Bemerkenswert sind noch andere Beförderungen und Veränderungen an der Spitze des Staates. Patruschews Sohn Dmitrij wurde vom Posten des Landwirtschaftsministers in den Sessel des Vizepremiers für Rohstoffe gehievt. Der Sohn des engen Putin-Freundes Jurij Kowaltschuk – Boris – wurde zum Chef des Obersten Rechnungshofes, einer Kontrollbehörde über die Staatsfinanzen, ernannt. Beide – Dmitrij und Boris – sind Putin als Kinder noch familiär bekannt gewesen, ihnen kann er vertrauen. Noch zwei weitere jüngere Funktionäre mit großen Zukunftsaussichten erhielten Eintritt in die obersten Etagen der Macht: Der Kaliningrader/Königsberger Gouverneur Anton Alichanow wurde Industrie- und Handelsminister, der Gouverneur von Tula, Alexej Djumin, ehemals Leibwächter Putins, wurde persönlicher Assistent von Putin für Rüstungsfragen. Patruschew Junior, aber auch Alichanow und Djumin, werden Chancen für die Putin-Nachfolge nachgesagt, sollte diese einmal aktuell werden.
Generationenwechsel
Von der Seilschaft, die Putin vor 25 Jahren zur Präsidentschaft verhalf, verblieben nur noch wenige in einflussreichen Positionen. Medwedjew gehört wegen seines relativ jungen Alters noch dazu, während andere ehemalige Mitstreiter, wie die KGB-Generäle Sergej Iwanow und Patruschew, keine Führungsposten mehr innehaben. Eine jüngere Funktionärsriege könnte in nächster Zeit an die Macht kommen, streng unter Aufsicht Putins. Ihr Weltbild wird demjenigen der Generation der Väter vermutlich gleichen.

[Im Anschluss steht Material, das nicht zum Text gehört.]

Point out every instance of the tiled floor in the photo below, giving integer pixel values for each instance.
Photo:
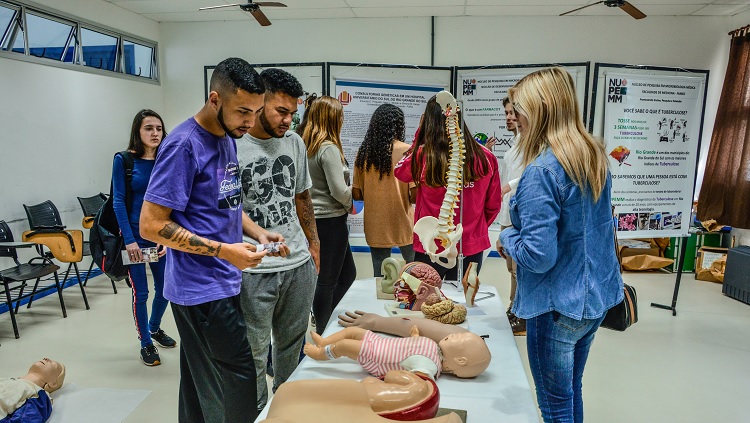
(694, 367)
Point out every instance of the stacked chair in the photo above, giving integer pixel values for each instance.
(14, 286)
(90, 206)
(47, 230)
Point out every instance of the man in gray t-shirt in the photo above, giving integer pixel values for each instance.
(277, 295)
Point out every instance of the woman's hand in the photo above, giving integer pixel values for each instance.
(134, 252)
(500, 249)
(506, 188)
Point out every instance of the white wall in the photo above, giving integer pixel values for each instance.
(689, 42)
(188, 47)
(60, 127)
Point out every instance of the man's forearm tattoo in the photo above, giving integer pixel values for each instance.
(188, 241)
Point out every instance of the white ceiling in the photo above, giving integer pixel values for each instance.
(187, 10)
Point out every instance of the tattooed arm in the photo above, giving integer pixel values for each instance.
(306, 216)
(157, 226)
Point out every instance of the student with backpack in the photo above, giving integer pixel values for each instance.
(146, 134)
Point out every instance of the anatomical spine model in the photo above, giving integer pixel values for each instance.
(442, 230)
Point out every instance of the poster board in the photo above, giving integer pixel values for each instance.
(362, 87)
(482, 90)
(311, 75)
(651, 119)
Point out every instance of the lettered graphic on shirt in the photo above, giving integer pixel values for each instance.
(269, 188)
(230, 188)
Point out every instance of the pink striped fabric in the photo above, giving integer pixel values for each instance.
(379, 354)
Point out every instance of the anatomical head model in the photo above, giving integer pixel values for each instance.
(47, 374)
(417, 282)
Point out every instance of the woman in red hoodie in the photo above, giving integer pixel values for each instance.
(480, 198)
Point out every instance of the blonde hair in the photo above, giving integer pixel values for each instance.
(547, 99)
(324, 123)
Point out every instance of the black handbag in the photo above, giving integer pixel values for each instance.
(623, 315)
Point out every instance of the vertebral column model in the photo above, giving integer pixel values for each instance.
(442, 231)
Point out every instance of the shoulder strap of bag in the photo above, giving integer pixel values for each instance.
(617, 247)
(127, 165)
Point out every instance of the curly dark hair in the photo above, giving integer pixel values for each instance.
(434, 141)
(135, 143)
(387, 124)
(279, 80)
(233, 74)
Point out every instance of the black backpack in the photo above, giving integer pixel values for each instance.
(105, 238)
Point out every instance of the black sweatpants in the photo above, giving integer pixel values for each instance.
(337, 269)
(217, 372)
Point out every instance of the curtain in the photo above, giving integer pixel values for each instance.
(725, 193)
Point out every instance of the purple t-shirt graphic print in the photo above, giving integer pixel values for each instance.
(230, 187)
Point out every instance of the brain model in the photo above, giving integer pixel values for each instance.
(417, 282)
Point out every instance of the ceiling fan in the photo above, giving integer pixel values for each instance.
(625, 6)
(253, 8)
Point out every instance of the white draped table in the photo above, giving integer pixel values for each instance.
(500, 394)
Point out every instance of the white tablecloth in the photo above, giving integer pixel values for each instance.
(500, 394)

Die sich jetzt an der Macht befindlichen Technokraten stehen nicht in Verdacht, das autoritäre Staatssystem in Russland in Frage zu stellen. Gleichzeitig werden sie das gegenwärtige marktwirtschaftliche Wirtschaftsmodell nicht wesentlich verändern. Sie werden sich, weil Putin es so will, in Zeiten der Kriegswirtschaft als fähige Manager profilieren und beweisen müssen.
Dr. Alexander Rahr ist Vorsitzender der Eurasien-Gesellschaft. Er war Berater für diverse deutsche und russische Firmen und ist Autor mehrerer Bücher über Russland, u.a. einer Biographie über Wladimir Putin, den er im Laufe der Jahre wiederholt persönlich getroffen hat.